Thursday, February 11th, 2010

sjbooher: Good song, good comedy, good idea taking advantage of “green marketing”. For the non-Fox News set, it’s cool to be green right now, and this campaign capitalizes on that. A.

jtherkal: The song is enough to push it up past a C, which in this year’s crop makes this an automatic top ten. A police anteater? This was waaay better than I thought it was going to be, having seen some sort of preview before the Super Bowl. I don’t know if I’d remember which car company did it. Although if I was rich enough to afford an Audi clean Diesel, I might have paid more attention. B+.

#1.2 — The Transporter and Audi

Wednesday, February 4th, 2009

jtherkal: Hmmmm…they did everything right here. Some action, some comedy, a celebrity. So why am I not impressed. I guess this doesn’t seem like Audi’s personality. At least the first 30-seconds, which take jabs at other luxury car makers (Lexus is for old people!), seems a bit low-brow for Audi. And I spend the first half of the ad thinking about BMW and Mercedes. B-.

sjbooher: Lexus for old people? What? Somebody missed the entire 90s when a Lexus was one of the hottest and most desirable cars on the streets. Anyway, as entertainment, this is good. As an Audi ad, horrible, especially during the Super Bowl when people are at parties and you’re lucky if they watch 5 seconds of your joint, much less a full minute or whatever before you show your product. F.

Audi — Godfather Remake — HORRIBLE

Sunday, February 3rd, 2008

What? Horrible. Stupid. A bad ad is one thing… a bad ad that is featured as the second ad shown during the Super Bowl, is a whole ‘nother level of terrible. The fact that they fail horribly in re-making a scene from an all-time classic movie, Godfather, just makes it all the more awful. A car hood spilling oil in the bed? Huh? On the bright side, the car itself looks awesome, and good or bad, this gets the Audi R8 name out there. F.

The Mouth:

Well, if you look at the premise, that Audi is putting old luxury on notice, it actually isn’t a bad spot. That’s what the horse head in the bed was, notice. Granted, it’s a little hokey and I don’t know if it’s Super Bowl worthy, but it gets your attention and it makes sense with the messaging. And that new Audi looks HOT. B-.

The Hawk:

This is worthy of a rebuttal. In the The Godfather, man who gets a horse head in this bed is the one being put on notice. So if this spot is analogous, that implies the old guy in the bed IS old luxury. But in actuality, he’s just a man, and old luxury is actually chopped up and killed. It doesn’t even make sense. This was butchered, pun intended, at every level.

More from Mouth:
You’re getting very literal now, my PC-based friend.
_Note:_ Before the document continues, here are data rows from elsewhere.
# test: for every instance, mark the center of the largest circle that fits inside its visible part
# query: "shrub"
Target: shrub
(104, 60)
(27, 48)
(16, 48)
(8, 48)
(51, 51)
Sure, you’re right that the man who gets the horse head was being put on notice. But don’t you think other horses associated with that horse–his friends and family–were also put on notice? I mean, they cut off that horse’s head. So technically, I think you could say that other similar horses were also put on notice, which would make the metaphor start to work. It could also be argued that the old man represents old luxury and the car, in this instance, takes the role of the horse–a beloved form of transportation.